Quincy and the West Part 4

The sound of a galloping horse always meant trouble.  The horse was either being directed to something in a hurry or away from something in a hurry.  In Port Plain there was rarely cause for a hurried action unless there was a fire.

Quincy checked the time on his pocket watch. “Almost three hours,” he said, “I was here almost three hours before any real trouble happened.”

“Sheriff!” the expected cry came from atop the horse.

Quincy turned to see the source of so many ’emergency’ notices, Leander Bell.  Leander was always the first in line to tell of a new disturbance or threat to Port Plain, which often included improperly penned cows or broken fences.

“Mr. Bell, what can I do for you today?” Quincy said, already annoyed.

“How was the city visit, Sheriff?” Leander started.

“Like watching paint dry, but the paint was trying to explain why it could not dry just yet and we would have to wait a week for the paint to make a decision,” the sheriff explained.

“That well, eh?”

“That well.  What’s happening, Leander?”

“There’s something happening at the airfield.  A new guy showed up while you were out.  Big talker,” Leander explained.

As he spoke the roar of a plane engine flared in the sky.

“No longer at the airfield it seems. You’ve done well in telling me this. We have to get that plane out of the sky,” Quincy felt his pulse start to race.  “I need to borrow your horse, Bell.”

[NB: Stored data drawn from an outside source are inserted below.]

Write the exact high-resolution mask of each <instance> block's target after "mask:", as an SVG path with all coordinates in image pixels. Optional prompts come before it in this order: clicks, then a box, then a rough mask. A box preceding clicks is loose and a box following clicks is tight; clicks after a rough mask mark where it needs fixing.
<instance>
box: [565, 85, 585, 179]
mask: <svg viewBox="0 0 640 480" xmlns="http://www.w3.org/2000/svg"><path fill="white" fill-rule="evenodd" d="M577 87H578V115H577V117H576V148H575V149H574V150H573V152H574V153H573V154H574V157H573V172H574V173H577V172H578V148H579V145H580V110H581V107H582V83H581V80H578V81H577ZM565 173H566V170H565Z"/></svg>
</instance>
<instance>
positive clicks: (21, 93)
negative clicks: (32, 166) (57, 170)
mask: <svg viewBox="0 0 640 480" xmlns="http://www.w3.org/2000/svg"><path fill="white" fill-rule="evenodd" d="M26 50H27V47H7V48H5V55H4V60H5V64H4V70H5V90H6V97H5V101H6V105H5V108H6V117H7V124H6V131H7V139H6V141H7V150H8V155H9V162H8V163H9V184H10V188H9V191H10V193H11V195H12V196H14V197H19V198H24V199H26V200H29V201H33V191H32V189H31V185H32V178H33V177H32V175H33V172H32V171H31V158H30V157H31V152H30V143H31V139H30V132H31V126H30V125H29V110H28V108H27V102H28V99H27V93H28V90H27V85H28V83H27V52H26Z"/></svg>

Leander gave no objections and exchanged places with the Sheriff.  “May the prairie be flat,” Leander said.  The saying came about in the Prairie Wars, Leander himself a veteran.  It was a phrase said to those about to traverse the prairie on horseback.  During the war, goblins would dig holes or weaken the surface.  Horses fell and riders were lost to the traps set by the enemy.  The best thing one could have was flat ground.

“Thanks, old friend.” Quincy said as he prodded the horse to action.

He rode swift to the airfield.  There was one rule for pilots since the incident, no daylight flight.  Goblins were generally nocturnal and with tensions high, it was best not to wake a sleeping giant.

The horse kept its footing. The grass and rocks of the prairie whipped by in a blur.

“They’re sleeping still,” Quincy said to the horse, not expecting a response, but curious of what his reaction would be to such an oddity.

He cursed as the ground began to crack around him.  Spires rose from the earth.  Chunks of dirt fell and prairie dogs barked and fled from the rumbling mounds.  Quincy remembered the Spires from his own battles.  The flaming rocks and explosive bags that fired from them brought down scores of his comrades.  Seeing them again, his pulse raced faster.

“We’d better hurry up,” he told the horse.  Before he could prod, the beast sped up.  Quincy raised an eyebrow and was surprised to learn how calmly he would react to a responsive mount.